Он поежился, посмотрел в тусклую, тихую даль сада. Его Андрей был влюблен, Андрей был любим. Эта девушка сидела в автомобиле и бледнела, ожидая его; она усадила рядом с собой сестру или подругу, чтобы показать ей Андрея. Она уже была вовлечена в его жизнь, в его настоящее, она сама была его настоящим. Его мысли были пропитаны ею, тяжелой, неподвижной влагой, и она, быть может, уже рассказывает кому-нибудь про его милые, мягкие и сильные руки с незаметными, но правильными ногтями, о том, как он любил ее на берегу моря, где, вероятно, оба жили летом. Она привезла подругу, она не делала из этого тайны — значит, это что-то не случайное. И если бы это не было прочно и сильно, Андрей сказал бы об этом, как говорили они друг другу всегда, с обезоруживающей поспешностью: было; красивая была; муж ходил в смешных трусиках; или — мужа не было; трое детей; звала в Лозанну. Но он говорил по-другому, по-новому. Ей девятнадцать лет, у нее черная лиса и белый платочек в боковом кармане жакета. Она — барышня, она может стать невестой.
И внезапно он почувствовал, что одинок, и это открытие смутило его. Это не было «гордое одиночество», о котором порой, книжно и бескровно, приходилось ему мечтать. Без гордости, без высоты — он был один. Правда, рядом с ним были Иван и Катя, без которых его жизнь была бы невозможна, был Андрей, через которого отчасти виделся ему мир. Но он чувствовал свою душу как ни с чем не соединенную, жалкую, тоскливую тень. Припомнив стихи об одиночестве из Катиной тетради, он подумал: «Если бы я был поэтом, я извлек бы разумную, корыстную пользу из моего теперешнего состояния, а так как я не поэт, то оно просто бессмысленно и бесцельно томит меня». Но ни горечи, ни смирения не было в этой мысли. За ней шел обычный холодок: то, что он стоял в самом начале обдуманной, предрешенной жизни (так ему говорили), сопровождало его размышления уверенностью в том, что всякое настроение — проходит и чаще всего не оставляет следа, в то время как действительность, подготовляемая для него другими людьми, есть нечто незыблемое, раз навсегда положенное к его ногам, и ему остается только вступить в нее.

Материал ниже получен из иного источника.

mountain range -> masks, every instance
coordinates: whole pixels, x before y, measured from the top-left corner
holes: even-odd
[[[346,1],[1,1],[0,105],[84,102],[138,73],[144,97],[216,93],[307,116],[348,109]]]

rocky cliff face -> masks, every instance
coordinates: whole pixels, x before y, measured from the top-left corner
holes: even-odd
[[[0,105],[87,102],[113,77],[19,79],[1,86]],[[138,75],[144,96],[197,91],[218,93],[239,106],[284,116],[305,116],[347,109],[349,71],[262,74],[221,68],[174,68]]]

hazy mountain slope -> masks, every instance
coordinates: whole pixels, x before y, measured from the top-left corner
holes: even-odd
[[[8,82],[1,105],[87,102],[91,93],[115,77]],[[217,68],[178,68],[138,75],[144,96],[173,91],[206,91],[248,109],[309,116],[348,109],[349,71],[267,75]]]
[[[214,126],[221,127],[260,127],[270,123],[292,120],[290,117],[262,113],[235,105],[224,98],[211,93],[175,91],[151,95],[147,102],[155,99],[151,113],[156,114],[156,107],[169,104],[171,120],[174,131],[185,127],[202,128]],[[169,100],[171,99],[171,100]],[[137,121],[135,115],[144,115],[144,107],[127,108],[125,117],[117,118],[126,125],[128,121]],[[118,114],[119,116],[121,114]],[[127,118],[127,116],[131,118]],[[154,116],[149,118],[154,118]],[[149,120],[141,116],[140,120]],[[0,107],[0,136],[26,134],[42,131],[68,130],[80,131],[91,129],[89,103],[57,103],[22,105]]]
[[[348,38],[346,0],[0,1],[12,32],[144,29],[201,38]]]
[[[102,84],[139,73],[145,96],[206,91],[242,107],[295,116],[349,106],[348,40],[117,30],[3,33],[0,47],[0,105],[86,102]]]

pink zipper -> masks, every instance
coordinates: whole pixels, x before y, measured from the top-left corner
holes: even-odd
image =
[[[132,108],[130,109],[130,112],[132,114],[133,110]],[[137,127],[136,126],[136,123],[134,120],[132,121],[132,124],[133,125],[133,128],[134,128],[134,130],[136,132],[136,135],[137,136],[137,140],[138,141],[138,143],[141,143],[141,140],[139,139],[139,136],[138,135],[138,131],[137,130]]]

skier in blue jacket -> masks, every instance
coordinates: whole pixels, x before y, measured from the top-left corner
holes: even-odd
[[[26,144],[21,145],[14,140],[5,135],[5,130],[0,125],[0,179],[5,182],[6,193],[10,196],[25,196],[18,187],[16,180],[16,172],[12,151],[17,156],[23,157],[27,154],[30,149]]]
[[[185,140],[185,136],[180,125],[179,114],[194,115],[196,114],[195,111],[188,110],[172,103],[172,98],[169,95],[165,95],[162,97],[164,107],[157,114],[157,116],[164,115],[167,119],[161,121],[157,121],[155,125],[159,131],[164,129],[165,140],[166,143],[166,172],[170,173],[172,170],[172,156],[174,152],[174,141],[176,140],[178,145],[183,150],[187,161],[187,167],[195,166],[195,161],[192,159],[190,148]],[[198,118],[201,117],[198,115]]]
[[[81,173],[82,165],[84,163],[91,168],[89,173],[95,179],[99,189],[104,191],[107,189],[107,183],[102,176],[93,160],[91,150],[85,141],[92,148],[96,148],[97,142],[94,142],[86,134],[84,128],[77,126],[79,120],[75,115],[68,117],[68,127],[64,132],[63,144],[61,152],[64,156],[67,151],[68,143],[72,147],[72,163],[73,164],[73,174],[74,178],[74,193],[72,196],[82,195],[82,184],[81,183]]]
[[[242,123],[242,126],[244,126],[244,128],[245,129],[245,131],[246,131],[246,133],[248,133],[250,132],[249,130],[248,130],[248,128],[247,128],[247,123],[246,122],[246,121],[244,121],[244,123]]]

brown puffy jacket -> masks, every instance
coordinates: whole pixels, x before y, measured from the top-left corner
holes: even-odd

Это продолжалось уже четыре года. Мать ушла от них четыре года тому назад. Иван тогда работал днем, а мать служила продавщицей в большом шляпном заведении — английский язык был всегдашней ее гордостью. И вот, после долгих странствий и убогой, беспорядочной жизни, когда лицей был окончен, решено было Саше учиться дальше. Но осенью мать ушла, ушла в чем была, в легкой кружевной сорочке, чулках искусственного шелка, лаковых туфлях и единственном приличном красном платье. Она ушла с криком, со слезами. Саша зажимал уши, ему было стыдно за мать. Иван молча ждал, когда все это кончится. Она кидалась на обоих с мокрыми поцелуями, призывала Бога, рыдала, падала в конвульсиях, (не отличить было истинных от притворных) и кричала, что Гарри Торн ее единственное спасение, что до сих пор никто, никто не мог ее понять, что от Александра Петровича, от мужа, терпела она всю свою незадачливую молодость, потому что он был груб и страшен. Она изливалась сыновьям, она рассказала им свою брачную ночь (двадцатипятилетней давности), когда она, шестнадцатилетняя девочка, была раздавлена грузным Александром Петровичем, и утром у нее болела поясница, так что она не могла даже встать, и грудь была в синяках от его пальцев и поцелуев. И вот теперь появился Торн. У него было каучуковое лицо с каучуковыми губами, он молчал, он все понимал, он был щедр и хотел жениться на русской, потому что любил современность, а русская женщина — современна. Но он не хотел, чтобы у этой женщины были дети, взрослые сыновья от русского грубияна, хоть и генеральские, а все-таки совершенно не нужные ему дети. Он однажды видел Ивана, видел его черные руки — крепкий ноготь большого пальца стал ему как-то особенно противен. О Саше он знал, что тот просто студент — вероятно, пьяница и бабник. Торн в Бога не верил, он знал, что басня про верблюда и игольное ушко только басня, и хватка была у него мертвая. И за эту хватку полюбила его рабски эта русская, которую он молча угощал в ресторанах омарами и рябчиками, пока оркестр играл славянские мелодии.